My absolute favorite part of New Year's Eve is called joya no kane. It takes place at midnight in Buddhist temples all over Japan, a kind of ringing in the New Year. Or more correctly, a ringing out of the 108 sins of mankind.

We go to a temple up on a hill near our house at about eleven thirty. It's peaceful, cold, and very, very dark. But we're bundled up and have flashlights. We survive the short hike from the parking lot to the main temple to find that the monks have built fires in barrels to keep everyone warm and I suppose provide a little light.

This picture was taken two years ago. J and a barrel fire. They feed the fires with Japanese cedar so they smell lovely.

The monks and their wives prepare vats of steaming hot amazake, a sweet drink made from fermented rice, as well as have readied numerous bottles of rice wine and hundreds of small porcelain cups. In the picture below you can see that they are offering everyone drinks. The light in the background is on the tower where the big bell is hung.

After our warming beverages and some small chat with the monks, we line up at the bottom of the tower. By midnight there is quite a line.

The ladder leading up to the narrow platform we must balance on to ring the bell is a tad shoddy and ill lit. The head monk, however, always provides illumination in the form of a large goose-shaped light. It never fails to crack me up. Just as we enter the building and make our way up the ladder, there stands a goose (or a duck) with a light bulb up its butt. The cutest darned thing. So Zen, I think.

When midnight strikes a group of local taiko drummers take off all their clothes, begin playing and we're allowed to go up and take a swing at the bell. We climb back down and let the next person/family go up.

Now the bell is only supposed to be rung 108 times, one for each human passion or sin. But again, the head monk is a hoot and doesn't count or hand out numbers. Instead, he just lets us have at it until the last person is done.

Here is a different temple. But you can feel the mood. Our temple is darker and the bell is on the second floor of a small tower. No snow either.



Oh, here is J (two years ago) enjoying some too-hot amazake. He's sleepy.

After we ring the bell we go home, get three to four hours sleep, and then I wake everyone's asses up at five AM to go see the first sunrise of the New Year. Here, we again pile into the car and head to the beach. Invariably, there are already dozens of people there milling about -- teenagers in tight groups trying to keep warm, old men building beach fires and getting drunk on sake and trying to invite the teenage girls to join them...to keep warm. The mood is far from the relaxed mellowness of the night before. It's more high tension giddiness if anything. Everyone gazes across the ocean and waits for the sun to come up.
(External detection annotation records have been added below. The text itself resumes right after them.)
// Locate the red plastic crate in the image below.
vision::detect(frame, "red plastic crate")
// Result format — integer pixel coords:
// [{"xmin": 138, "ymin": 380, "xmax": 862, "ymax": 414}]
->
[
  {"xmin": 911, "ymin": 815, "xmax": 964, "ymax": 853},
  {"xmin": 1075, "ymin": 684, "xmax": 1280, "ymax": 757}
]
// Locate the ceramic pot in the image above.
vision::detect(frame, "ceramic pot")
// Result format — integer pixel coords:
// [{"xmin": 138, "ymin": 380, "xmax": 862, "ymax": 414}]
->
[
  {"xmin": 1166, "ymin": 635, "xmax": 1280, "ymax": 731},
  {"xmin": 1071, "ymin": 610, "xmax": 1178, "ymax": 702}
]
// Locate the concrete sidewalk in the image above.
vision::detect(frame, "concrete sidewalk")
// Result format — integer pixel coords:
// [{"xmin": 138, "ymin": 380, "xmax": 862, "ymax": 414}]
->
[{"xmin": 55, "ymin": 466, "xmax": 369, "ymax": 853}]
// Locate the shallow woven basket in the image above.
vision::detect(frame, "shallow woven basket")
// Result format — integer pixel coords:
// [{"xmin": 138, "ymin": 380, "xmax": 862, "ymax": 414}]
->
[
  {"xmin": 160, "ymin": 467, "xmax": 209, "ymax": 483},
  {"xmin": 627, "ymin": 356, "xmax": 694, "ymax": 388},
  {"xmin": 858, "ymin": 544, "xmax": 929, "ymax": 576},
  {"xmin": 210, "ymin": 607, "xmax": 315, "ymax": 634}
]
When it breaks the horizon or line of clouds a cheer goes up and some tipsy old fellow makes a toast to the New Year and makes us all "BONZAI!" three times. By us I mean everyone on the beach. He's quite insistent.

Oh, and before I forget, for your first dream of the New Year there is an old Japanese saying:

"Ichi fuji, ni taka, san nasu", which means it is good luck to dream of Mount Fuji, a hawk or an eggplant. The most felicitous dream would be that of Fuji, next the bird, then the vegetable.

4 comments:

Unknown said...

Wow, wonderful descriptions! Just found this blog through AW, and I'll definitely bookmark it. I've always wondered about life in Japan, and your blog is a great peephole into an intriguing culture.

Kappa no He said...

Thank you, Plaid. I love your name!

Virginia Lee said...

Terrie, you are so wonderful to take the time to share such wonderful experiences with us in order that we may live through you vicariously. Well, so I can anyway!

You have many books in you, my friend. I cannot wait to read them all.

XOXO

Kappa no He said...

You're a sweetheart and a half. Muwa! (^3^)chu!